Show all of your steps for how to simplify 35√×210−−√
. Your final answer should be in simplified radical form (not a decimal).
To simplify the expression √35×√210:
Step 1: Prime Factorization
First, we need to find the prime factorization of both 35 and 210.
Prime factorization of 35:
35 = 5 × 7
Prime factorization of 210:
210 = 2 × 3 × 5 × 7
Step 2: Simplify the Radicands
Now, we simplify the radicands by extracting perfect square factors. We group them in pairs using the property √(a × b) = √a × √b.
√35 = √(5 × 7) = (√5) × (√7)
√210 = √(2 × 3 × 5 × 7) = (√2) × (√3) × (√5) × (√7)
Step 3: Combine Like Terms
We can now combine like terms under each square root symbol.
√35 × √210 = (√5) × (√7) × (√2) × (√3) × (√5) × (√7)
Step 4: Simplify
√35 × √210 = (√5 × √5) × (√2 × √3) × (√7 × √7)
Since √5 × √5 simplifies to 5, and √7 × √7 simplifies to 7, we have:
√35 × √210 = 5 × (√2 × √3) × 7
Now, we simplify √2 × √3:
√2 × √3 = √(2 × 3) = √6
Therefore:
√35 × √210 = 5 × √6 × 7
Final Answer: 35√6
To simplify the expression 35√(210) - √(35), follow these steps:
Step 1: Factorize the numbers inside the radicals (square roots).

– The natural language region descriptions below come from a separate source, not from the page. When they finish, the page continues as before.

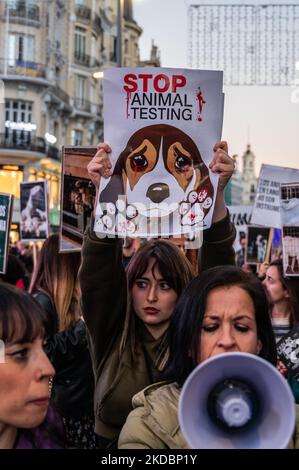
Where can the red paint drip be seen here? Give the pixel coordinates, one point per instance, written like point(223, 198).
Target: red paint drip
point(201, 102)
point(128, 102)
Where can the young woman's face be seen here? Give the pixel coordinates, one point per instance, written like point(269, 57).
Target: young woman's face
point(229, 323)
point(24, 384)
point(153, 299)
point(275, 290)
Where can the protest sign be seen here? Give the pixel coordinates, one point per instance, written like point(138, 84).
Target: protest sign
point(162, 125)
point(266, 209)
point(77, 196)
point(258, 244)
point(6, 201)
point(289, 211)
point(288, 351)
point(240, 216)
point(34, 211)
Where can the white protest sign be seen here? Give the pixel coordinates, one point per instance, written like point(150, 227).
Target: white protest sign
point(289, 210)
point(266, 209)
point(162, 125)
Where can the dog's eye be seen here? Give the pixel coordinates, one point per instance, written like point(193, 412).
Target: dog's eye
point(182, 162)
point(139, 163)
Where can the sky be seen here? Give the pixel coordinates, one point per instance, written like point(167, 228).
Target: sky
point(265, 117)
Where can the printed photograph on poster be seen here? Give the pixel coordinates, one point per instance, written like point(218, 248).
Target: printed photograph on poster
point(162, 125)
point(77, 196)
point(288, 351)
point(258, 244)
point(276, 247)
point(34, 224)
point(289, 213)
point(240, 216)
point(6, 204)
point(290, 249)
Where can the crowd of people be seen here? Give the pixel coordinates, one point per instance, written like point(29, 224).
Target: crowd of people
point(98, 344)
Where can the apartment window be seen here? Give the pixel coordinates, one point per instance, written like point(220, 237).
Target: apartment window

The prime factorization of 210 is 2 × 3 × 5 × 7.
The prime factorization of 35 is 5 × 7.
Step 2: Simplify the square roots individually.
√(210) can be simplified as √(2 × 3 × 5 × 7).
Since there are two 5's and one 7, we can take them out from under the square root.
√(210) = √(2 × 3 × 5 × 7) = √(2 × 3) × 25 √(7) = 5√(6) × √(7) = 5√(6 × 7) = 5√(42).
Similarly, √(35) can be simplified as √(5 × 7) = √(5) × √(7) = √(5 × 7) = √(35).
Step 3: Substitute the simplified values back into the original expression.
35√(210) - √(35) becomes 35(5√(42)) - √(35).
Step 4: Simplify further using basic operations.
35(5√(42)) = 175√(42).
Therefore, the simplified form of 35√(210) - √(35) is 175√(42).
To simplify the expression 35√(210) - √(35), we can follow these steps:
Step 1: Simplify the radicand (the number inside the square root) of each term.
√(210) can be simplifieed by factoring out the perfect square numbers:
√(210) = √(2 * 3 * 5 * 7)
Step 2: Simplify further by extracting the perfect square numbers:
√(210) = √(2 * 3 * 5 * 7) = √[(2 * 3) * (5 * 7)] = √(2^2 * 3^2 * 5 * 7)
= (2 * 3)√(5 * 7) = 6√(35)
Therefore, we have simplified the first term to 6√(35).
Step 3: Simplify the second term, √(35), using the same process as above:
√(35) = √(5 * 7) = √(5 * 7) = √(5 * 7) = 1√(5 * 7) = √(5 * 7) = √(35)
Therefore, the second term remains as √(35).
Step 4: Substitute the simplified terms back into the original expression:
35√(210) - √(35) = 35 * 6√(35) - √(35) = 210√(35) - √(35)
Step 5: Combine the terms with the same radical:
210√(35) - √(35) = (210 - 1)√(35) = 209√(35)
In simplified radical form, the final answer is 209√(35).